Recession worries are dragging down the price of metals and the sector is on track to record its worst quarter since the 2008 financial crash. While metals have climbed on the back of improving economic activity in China, following the easing of lockdowns at the start of June, the country “won’t be able to single-handedly boost prices back to new highs”, Amelia Xiao Fu, head of commodities strategy at BOCI Global Commodities, told Bloomberg.

Regional supply chain opportunity

The events of the past couple of years have highlighted the challenges and complexities of global supply chains. This is why co-founder of Amberwave Partners Dan Katz believes deglobalisation is a future investment theme. “We’re really looking for companies that have relatively more secure supply chains and more resilient business models,” Katz told Squawk Box Europe, naming phosphate miner The Mosaic Company [MOS] as the one to watch.

Value to be found in chip stocks

Chip stocks have been chewed up amid the broader selloff, leaving them undervalued. The Micron Technology [MU] share price has dropped 39% year-to-date through 24 June to $58.44, but Morgan Stanley analyst Joseph Moore believes it to be “one of the best operating models and broadest portfolios in semis” and has a price target of $81. The stock has seen insider buying recently, according to MarketWatch, which is always a sign of strength.

Hedge funds bet prices will fall further

Hedge funds have endured some major losses in the first half of the year and some are increasing their bets that there could be further pain ahead. According to the Financial Times, Bridgewater Associates has taken 27 short positions, worth a combined €9.8bn, above the 0.5% disclosure threshold in European stocks. Meanwhile, BlackRock’s Alister Hibbert has rejigged his portfolio so bets on falling prices outweigh bets on rising prices.

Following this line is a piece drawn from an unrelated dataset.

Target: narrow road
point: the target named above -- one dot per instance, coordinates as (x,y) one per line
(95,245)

Bumps in the road for Uber and Lyft

Ride-hailing rivals Uber [UBER] and Lyft [LYFT] are facing a lawsuit in California with drivers accusing them of price-fixing. The case is unlikely to succeed, say experts, but there is a bigger problem facing the companies: a driver supply shortage. Some drivers have opted not to return after the pandemic due to rising gas prices, which is leading to longer wait times for riders.

Cloud stocks’ near-term gloom

The gloom around cloud stock started to lift last week as the Oracle [ORCL] and Twilio [TWLO] share prices climbed from their lowest level in over a year. Yet there could be murky days ahead if slowing revenue growth darkens the near-term horizon. Barclays analyst Ryan MacWilliams believes this could be good for Twilio’s long-term profitability prospects. Alibaba’s [BABA] cloud division is also facing headwinds.